Seven planets (of antiquity), seven days of the week, seven whole notes in the scale. It is seen as a mystical number, I’m not sure where this comes from, perhaps it doesn’t occur in nature very often. There are seven systems of symmetry identified in crystals, although no crystals seem to have a symmetry that is septile.
ELEVEN & THIRTEEN & etc
I guess here we begin the path that is laid out by the Sieve of Eratosthenes and, harder to grasp at, our most intimate experience of these larger numbers is perhaps by living them. The paired primes – 11 and 13, 17 and 19, seem to create a resonance around the numbers 12 and 18. . the years that are pivotal in our experience of becoming adults. I remember feeling that the age of 23 was the last age at which I had the courage to make truly life changing decisions. The next pair, 29 and 31 are a bracket around 30, that milestone age, and 37 is a break point for the decision to have children for many people, as the body begins to decline. The next prime pair brackets the number 42… (Douglas Adams’ number) and here I’ll stop as I’ve not yet lived that far so have no personal experience to relate.
No more number 9
On a slightly different topic, I’ve been thinking for a while that the base 10 counting system we use is really unnatural and unsuited for the future. In times to come, I wonder if we will come to prefer binary – some extrapolation of it like octal or hexadecimal.
We are already gaining a new familiarity with numbers like 64, 256 and 512, thanks to the digital age of computers in which it is natural to count things like megabytes (1024 bytes).
Decimal only came about because of the number of fingers we have – those fleshy growths on your hands. If we were squids it would certainly be different.
If humanity decides to use hex or octal as our counting system instead of decimal at some point in the future, it will be a bit like how during the last century or so most countries decided to use decimal counting instead of using feet and inches, for simplicity in an increasingly empirical world.
Hex seems the most likely candidate to me because it has an added compactness that comes about from the extra characters, yet there still arent’ too many symbols to remember. But here I think we run into a little connundrum. Hex when it is used now in computers uses the latin alphabet for numbers 11-16 like thus: 1,2,3,4,5,6,7,8,9,A,B,C,D,E,F.
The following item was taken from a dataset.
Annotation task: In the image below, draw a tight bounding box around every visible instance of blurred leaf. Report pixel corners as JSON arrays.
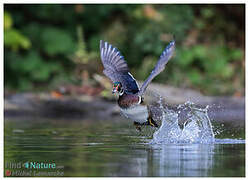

It could become a little confusing to use e.g. the letter C to refer to 12 when for instance trying to sell eggs. There may also be a problem during a transition period that that unless your hex number contains a letter it will look like it could be a decimal number.
So because of these problems, we will probably have to completely re-invent the symbols we use for counting. It might be a chance to create an entirely new set of symbols that are neat, efficient, and contain none of the ambiguities that you get from reading the numbers 6 or 9 upside down, or thinking a 1 is an ‘l’ (although it might be hard to change the symbol for ‘1’ as it’s so ubiquitous and commonsense).
The names of numbers might need to be changed too. It makes no sense to be saying ‘teen’ for numbers over 12 when we are not counting in decimal any more. Perhaps it’s another opportunity to borrow some neglected words from old cultures. For instance, here is one idea with some borrowings from Sanskrit..
nine — १
ten — २
eleven — ३
twelve — ४
trini (13) — ५
catur (14) —६
puncha (15) —७
sasa (16) — 10
sasaone (17) — 11
sasatwo (18) — 12
Of course no-one likes change so the opportunity to introduce this system would probably only occur at the same time as some revolution is occurring, or new civilisation establishing itself and its identity. Perhaps my great grand children will see to that.